Have you heard about the Stanford marshmallow experiment? It was a study done in the 1970s that measured how well a bunch of kids were able to delay gratification. Young participants could either eat one marshmallow now or two in 20 minutes. Years later, they found those who were able to wait the 20 minutes for a 100 percent return on marshmallows had higher GPAs, better graduation rates — and, unsurprisingly, higher credit scores.
My natural resting state is as a one-marshmallow kid. And that’s true for a lot of people.
Overspending is classified as an impulse control disorder by the Diagnostic and Statistical Manual of Mental Disorders, just like alcoholism or an eating disorder. It affects about 6 percent of women and 5.5 percent of men, according to a 2006 Stanford University study published in the American Journal of Psychiatry.
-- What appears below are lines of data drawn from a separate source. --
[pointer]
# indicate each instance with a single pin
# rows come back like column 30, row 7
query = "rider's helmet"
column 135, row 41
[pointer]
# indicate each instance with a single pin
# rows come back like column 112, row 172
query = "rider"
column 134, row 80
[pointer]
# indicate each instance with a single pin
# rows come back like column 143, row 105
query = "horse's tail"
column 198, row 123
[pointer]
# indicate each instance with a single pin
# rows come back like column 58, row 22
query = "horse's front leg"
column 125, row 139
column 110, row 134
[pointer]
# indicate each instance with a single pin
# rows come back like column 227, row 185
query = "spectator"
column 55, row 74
“Basically, I treat myself around credit cards the way an alcoholic treats themselves with booze,” Allyson Whipple, an adjunct professor at Austin Community College, told me. “I just need to stay away from them!”
Well, I have one now, along with a rough budget, a fledgling credit score and a great respect for how much trouble credit can cause. I diligently pay off my balance every month, because I know what a slippery slope it can be if I don’t. I’m working on budgeting, saving and investing (I opened a 401k in 2014 and contribute the most I can for a full employer match).
Basically, for the first time in my life, I’m living like I don’t have credit — with my first credit card.